さて、これで勢い付いた――と思っていた、矢先の事だった。
「私は、治房殿と共に和泉国(現在の大阪府南西部)に出陣して参りますぞ!! 此度の戦でも、この木札をばら撒いてやりますぞ!!」
「おうおう、ばら撒くのに必死になって、討死しねえようにな」
四月二十九日、団右衛門は、いつもの様ににかりと笑って『塙団右衛門参上』と書かれた木札を見せ、意気揚々と出陣した。
――しかし、
「…………ちっ」
舌打ち混じりに帰還した治房軍の中に、団右衛門の姿は無かった。
「あの、団右衛門殿、は……?」
盛親が恐る恐る尋ねると、治房は、口を噤んだまま、兜を差し出した。
「団右衛門殿の……!」
「…………察しろ」
城内の空気は、暗く重たくなった。皆は治房の苦虫を噛み潰したような表情で、煩いながらも城内を明るくしていた団右衛門が、死んだと悟っていた。

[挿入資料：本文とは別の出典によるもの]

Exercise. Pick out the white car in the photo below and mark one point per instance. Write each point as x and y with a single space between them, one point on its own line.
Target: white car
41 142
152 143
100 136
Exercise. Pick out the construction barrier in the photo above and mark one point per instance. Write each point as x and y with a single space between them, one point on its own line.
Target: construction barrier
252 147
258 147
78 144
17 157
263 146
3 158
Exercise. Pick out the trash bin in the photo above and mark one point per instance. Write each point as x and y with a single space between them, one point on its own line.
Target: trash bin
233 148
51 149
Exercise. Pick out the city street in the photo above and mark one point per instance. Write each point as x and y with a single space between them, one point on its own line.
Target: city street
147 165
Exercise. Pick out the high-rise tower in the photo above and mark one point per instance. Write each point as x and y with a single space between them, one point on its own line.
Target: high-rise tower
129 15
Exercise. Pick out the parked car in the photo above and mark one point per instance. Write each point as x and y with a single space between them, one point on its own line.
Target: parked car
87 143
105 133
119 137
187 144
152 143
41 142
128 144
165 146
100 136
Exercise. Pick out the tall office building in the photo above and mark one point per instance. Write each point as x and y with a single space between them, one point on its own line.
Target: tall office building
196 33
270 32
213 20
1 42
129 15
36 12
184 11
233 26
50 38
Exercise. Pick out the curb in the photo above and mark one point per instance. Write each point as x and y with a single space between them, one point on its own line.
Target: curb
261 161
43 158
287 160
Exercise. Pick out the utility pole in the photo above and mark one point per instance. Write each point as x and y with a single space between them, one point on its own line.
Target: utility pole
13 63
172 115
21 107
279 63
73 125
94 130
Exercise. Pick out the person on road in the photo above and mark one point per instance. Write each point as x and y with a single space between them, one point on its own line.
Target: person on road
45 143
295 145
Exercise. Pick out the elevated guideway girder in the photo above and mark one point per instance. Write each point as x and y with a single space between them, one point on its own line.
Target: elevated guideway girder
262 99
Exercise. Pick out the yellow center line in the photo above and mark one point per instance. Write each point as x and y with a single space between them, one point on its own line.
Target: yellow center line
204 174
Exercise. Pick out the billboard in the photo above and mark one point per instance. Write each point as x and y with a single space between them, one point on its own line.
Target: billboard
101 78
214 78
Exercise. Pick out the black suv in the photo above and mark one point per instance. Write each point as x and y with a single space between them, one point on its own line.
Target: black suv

戦となれば人が死ぬ。当然の事だ。だが武将とて、親しかった者が死んだ時に戦の常と割り切れる程、無情では無い。
「そんな、団右衛門殿が……。一体何故……」
「…………俺は、団右衛門と則綱に、先鋒を命じた。そしたら、あいつら仲悪かったろ? だから、先陣争いを始めちまって、軍から突出しちまった。それで浅野(長晟)軍と混戦になっちまった。それでも、あいつは勇猛に戦ったが、多勢に無勢だった。で、団右衛門が討ち取られるのを見た(淡輪)重政も、仲が良かった団右衛門が死んじまったからって突撃して、な」
「…………」
その岡部則綱は、放心状態でただ畳を見つめていた。が。
「面目無い……」
震える手で、脇差をゆっくりと抜き放った。
「ちょっと! ここで自害しても意味無いじゃないですか!」
いち早く勘づき則綱を制止したのは、勝永だった。
「今は一人でも多くの将兵が欲しいんです! ここで自害するくらいなら、秀頼様の盾になって死にましょ、ね?」
「言い分は物騒だが、勝永の言う通りだ。それに、俺の指揮がまずかったせいでもある」
脇差を収める則綱に、牢人の一人が拳を振り上げる。が、その拳は治房に制された。
「団右衛門の討死で文句がある奴がいるなら、則綱を責めず俺に言ってこい」
いつもより一回り小さく見える治房の背中に、誰も何も言う事は出来なかった。
***
大坂城が悲嘆に包まれている間にも、徳川軍は着実に態勢を整えていた。
四月十八日に家康が、二十一日には秀忠が、二条城に到着した。二十二日には軍議を開いた。
そして五月五日。
「そろそろ、大坂に行くぞ。兵糧は数日分で良い。短期に片付ける」
家康は、京を出発した。
各地の大名達も、徳川の命を受け、次々と大坂に馳せ参じた。ある者は河内国(現在の大阪府東部)方面から、ある者は大和国方面から、またある者は紀伊国(現在の和歌山県)方面から、大坂城へと迫った。
豊臣軍は、大和国方面より迫る徳川軍を叩く作戦に出た。又兵衛、全登、兼相等が率いる前隊と幸村、勝永等が率いる後隊は、五月一日に城を発った。
もう、堀も砦も失った豊臣軍に、逃げ場所など無い。
戦国の世最後の戦が、今火蓋を切られようとしていた。